In a very short time, Laine’s photographs went viral on social media, reviving curiosity regarding the ray. And it’s no wonder, considering that scientists didn’t even know the animal existed until its first appearance in 2015.
The famous pink manta ray belongs to the species Mobula alfredi, of the Mobulidaed family. It’s recognized as the second-largest manta ray species in the world.
This animal received the nickname “inspector Clouseau”, a reference to the famous character from the Pink Panther series.
What explains the manta ray’s color?
Carotenoid pigments are responsible for many of the pink, orange, and yellow colors we find in the natural world. And, at least for most animals, these molecules must be acquired through ingestion. For example, pink flamingos obtain their color from eating small crustaceans. So, with this in mind, scientists originally believed that the pink manta ray got its color as a result of diet.
Carotenoid pigments, found in shrimps and clams, are responsible for the color of its feathers.
The new pattern of the pink manta ray is black and pink
It’s worth saying that manta rays of the coral reef generally come in three color patterns. These include all black, all white, or black and white. In the case of this final variation, which is the most common, the fish has a black back and a white belly.
Therefore, when seen from above, their dark backs blend in with the darker water below. And then seen from below, their clear bellies blend in with the brights sunlit surface of the sea. Therefore, rays with a black and white pattern have the greatest advantage when it comes to protecting themselves from predators, such as sharks.
Why does the color of animals matter?
In general, coloring plays an important role in various aspects of an animal’s life. Just as we mentioned above, it can offer visual protection against predators.
At the same time, on many occasions, an animal’s color can provide valuable information. For example, the animal’s sex, physical state, maturity, or availability for production. For this reason, natural selection tends to eliminate any aberration that occurs.
However, there are several examples where individuals–or even entire populations–are characterized for having an aberrant color, like that of the pink manta ray. Thanks to its color pattern, the animal can survive and reproduce.
So, is the coloring of the pink manta ray aberrant?
Yes, this is an example of one of the diverse color aberrations scientists have discovered in the animal kingdom. Although their nomenclature is not consensual, more than a dozen color aberrations exist. These include albinism, melanism, and leucism, and erythrism.

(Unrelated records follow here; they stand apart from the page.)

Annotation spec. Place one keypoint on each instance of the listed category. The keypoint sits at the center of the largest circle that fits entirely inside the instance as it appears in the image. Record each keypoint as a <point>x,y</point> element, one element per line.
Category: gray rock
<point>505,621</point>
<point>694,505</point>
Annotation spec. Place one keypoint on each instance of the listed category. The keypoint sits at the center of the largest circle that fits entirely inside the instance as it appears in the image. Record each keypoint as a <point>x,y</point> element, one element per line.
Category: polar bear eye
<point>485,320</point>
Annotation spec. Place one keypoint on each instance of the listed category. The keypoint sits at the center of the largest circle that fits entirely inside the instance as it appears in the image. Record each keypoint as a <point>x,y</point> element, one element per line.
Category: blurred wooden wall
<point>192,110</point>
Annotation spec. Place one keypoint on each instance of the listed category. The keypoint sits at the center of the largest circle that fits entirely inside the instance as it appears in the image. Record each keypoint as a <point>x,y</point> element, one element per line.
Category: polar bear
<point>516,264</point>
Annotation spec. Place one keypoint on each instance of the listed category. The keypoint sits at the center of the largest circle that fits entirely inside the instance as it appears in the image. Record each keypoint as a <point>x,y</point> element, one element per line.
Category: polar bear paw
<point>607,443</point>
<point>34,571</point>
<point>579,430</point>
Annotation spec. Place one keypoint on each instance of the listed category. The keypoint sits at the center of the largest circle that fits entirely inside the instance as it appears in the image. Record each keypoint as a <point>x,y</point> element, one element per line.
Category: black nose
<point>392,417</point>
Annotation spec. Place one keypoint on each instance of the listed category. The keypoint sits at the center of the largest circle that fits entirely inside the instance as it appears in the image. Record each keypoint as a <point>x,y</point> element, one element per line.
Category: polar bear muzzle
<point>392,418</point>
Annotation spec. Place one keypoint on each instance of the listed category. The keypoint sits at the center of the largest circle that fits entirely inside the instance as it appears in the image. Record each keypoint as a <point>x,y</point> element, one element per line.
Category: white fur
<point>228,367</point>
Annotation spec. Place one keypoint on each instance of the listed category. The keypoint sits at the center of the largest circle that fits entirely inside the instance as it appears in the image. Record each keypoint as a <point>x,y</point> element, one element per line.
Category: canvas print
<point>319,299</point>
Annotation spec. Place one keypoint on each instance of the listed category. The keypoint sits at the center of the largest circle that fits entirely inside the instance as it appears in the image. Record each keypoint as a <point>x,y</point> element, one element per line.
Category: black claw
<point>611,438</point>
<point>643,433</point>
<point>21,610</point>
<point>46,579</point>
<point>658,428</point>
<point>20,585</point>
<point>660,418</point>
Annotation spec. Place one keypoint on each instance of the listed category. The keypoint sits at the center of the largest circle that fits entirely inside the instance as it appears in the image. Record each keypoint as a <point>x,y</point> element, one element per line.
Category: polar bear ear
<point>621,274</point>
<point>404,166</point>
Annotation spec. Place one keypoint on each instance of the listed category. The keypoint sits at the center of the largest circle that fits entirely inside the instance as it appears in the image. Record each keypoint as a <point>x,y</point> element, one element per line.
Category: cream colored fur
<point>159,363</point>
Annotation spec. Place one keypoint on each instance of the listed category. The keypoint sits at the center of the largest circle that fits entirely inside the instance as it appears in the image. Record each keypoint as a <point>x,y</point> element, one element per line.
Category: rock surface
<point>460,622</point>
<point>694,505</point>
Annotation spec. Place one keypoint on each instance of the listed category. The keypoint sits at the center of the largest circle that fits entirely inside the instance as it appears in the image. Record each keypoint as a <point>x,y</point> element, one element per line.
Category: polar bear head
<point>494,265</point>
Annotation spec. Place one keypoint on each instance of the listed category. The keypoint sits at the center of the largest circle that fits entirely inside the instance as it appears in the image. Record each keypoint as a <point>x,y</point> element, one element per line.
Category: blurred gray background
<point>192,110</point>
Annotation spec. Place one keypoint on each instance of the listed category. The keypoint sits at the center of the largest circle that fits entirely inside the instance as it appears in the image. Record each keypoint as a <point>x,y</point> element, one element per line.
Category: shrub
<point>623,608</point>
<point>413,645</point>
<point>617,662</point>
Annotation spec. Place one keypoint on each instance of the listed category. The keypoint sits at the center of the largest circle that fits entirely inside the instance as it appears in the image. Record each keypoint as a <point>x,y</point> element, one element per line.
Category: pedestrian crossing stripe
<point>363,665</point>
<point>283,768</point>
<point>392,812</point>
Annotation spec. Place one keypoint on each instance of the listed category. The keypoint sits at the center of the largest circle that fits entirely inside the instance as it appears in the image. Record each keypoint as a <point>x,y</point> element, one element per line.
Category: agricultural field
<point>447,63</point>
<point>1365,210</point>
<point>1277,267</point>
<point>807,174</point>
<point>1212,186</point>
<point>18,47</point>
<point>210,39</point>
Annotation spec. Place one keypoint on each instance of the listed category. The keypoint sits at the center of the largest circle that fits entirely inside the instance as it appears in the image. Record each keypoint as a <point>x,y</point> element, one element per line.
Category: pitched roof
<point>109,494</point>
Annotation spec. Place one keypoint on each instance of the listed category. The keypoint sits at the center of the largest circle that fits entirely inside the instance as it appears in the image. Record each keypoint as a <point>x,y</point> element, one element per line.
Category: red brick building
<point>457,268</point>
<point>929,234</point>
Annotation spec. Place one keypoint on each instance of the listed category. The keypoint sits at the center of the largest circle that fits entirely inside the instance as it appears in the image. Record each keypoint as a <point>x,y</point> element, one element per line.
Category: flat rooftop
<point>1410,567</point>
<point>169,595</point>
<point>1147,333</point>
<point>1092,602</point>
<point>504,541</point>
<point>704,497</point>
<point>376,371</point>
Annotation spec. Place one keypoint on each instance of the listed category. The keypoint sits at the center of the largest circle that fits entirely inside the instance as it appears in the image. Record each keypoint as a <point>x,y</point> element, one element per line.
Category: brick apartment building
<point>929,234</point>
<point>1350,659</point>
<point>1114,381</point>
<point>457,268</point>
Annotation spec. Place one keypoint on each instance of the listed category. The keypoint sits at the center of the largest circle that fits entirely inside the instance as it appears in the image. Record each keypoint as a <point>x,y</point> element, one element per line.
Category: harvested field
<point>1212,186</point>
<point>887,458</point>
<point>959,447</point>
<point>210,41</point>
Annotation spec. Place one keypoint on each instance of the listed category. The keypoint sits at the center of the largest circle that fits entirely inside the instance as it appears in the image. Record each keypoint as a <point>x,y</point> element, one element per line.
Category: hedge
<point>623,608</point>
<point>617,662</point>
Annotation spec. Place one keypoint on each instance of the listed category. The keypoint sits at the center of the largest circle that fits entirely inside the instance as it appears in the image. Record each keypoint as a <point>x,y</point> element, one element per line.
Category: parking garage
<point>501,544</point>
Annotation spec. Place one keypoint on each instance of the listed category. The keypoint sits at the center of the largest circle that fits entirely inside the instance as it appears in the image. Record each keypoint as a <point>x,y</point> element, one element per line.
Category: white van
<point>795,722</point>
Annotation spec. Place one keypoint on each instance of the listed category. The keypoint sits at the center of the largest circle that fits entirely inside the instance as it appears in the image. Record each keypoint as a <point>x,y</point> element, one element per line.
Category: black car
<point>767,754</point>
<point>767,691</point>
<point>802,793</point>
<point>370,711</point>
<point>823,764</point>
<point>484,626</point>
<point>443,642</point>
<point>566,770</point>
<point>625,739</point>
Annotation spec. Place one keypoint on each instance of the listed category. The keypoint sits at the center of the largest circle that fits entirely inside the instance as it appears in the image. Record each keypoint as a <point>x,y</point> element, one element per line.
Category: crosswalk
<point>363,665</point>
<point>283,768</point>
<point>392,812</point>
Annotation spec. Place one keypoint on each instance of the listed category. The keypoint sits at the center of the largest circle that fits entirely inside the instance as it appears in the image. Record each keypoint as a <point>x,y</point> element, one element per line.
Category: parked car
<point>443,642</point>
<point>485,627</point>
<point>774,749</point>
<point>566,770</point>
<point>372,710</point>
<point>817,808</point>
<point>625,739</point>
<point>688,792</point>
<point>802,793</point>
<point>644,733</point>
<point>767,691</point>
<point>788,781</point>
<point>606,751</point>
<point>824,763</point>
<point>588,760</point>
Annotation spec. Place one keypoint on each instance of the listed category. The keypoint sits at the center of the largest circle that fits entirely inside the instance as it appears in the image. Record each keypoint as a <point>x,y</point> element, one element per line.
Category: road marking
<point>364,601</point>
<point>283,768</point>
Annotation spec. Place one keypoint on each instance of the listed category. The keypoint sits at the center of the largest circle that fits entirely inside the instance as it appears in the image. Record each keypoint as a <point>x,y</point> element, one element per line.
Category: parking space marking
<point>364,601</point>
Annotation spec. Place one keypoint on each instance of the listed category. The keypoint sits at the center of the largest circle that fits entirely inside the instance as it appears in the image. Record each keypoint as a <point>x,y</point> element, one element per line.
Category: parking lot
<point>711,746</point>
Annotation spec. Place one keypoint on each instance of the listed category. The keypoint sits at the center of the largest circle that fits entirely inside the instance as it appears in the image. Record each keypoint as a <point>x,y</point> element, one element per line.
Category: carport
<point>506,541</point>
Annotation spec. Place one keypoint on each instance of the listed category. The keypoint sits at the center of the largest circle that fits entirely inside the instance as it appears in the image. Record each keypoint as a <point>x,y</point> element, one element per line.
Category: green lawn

Undoubtedly, the last is one of the rarest aberrations.
Erythrism refers to a color condition in animals with excessive production and deposit of red and orange pigments (erythrophores) with various tones and grades of intensity.
Do these aberrations offer animals any advantage?
The most common – melanistic individuals that are entirely black – enjoy a thermic advantage. This is because of the superior thermoregulation capacities that the dark color of their bodies offer. At the same time, they also suffer less pressure from predation.
Cases like albinism and leucism–lack of coloration–are also common color anomalies. Without a doubt, individuals that have these aberrations in nature have a lower survival rate.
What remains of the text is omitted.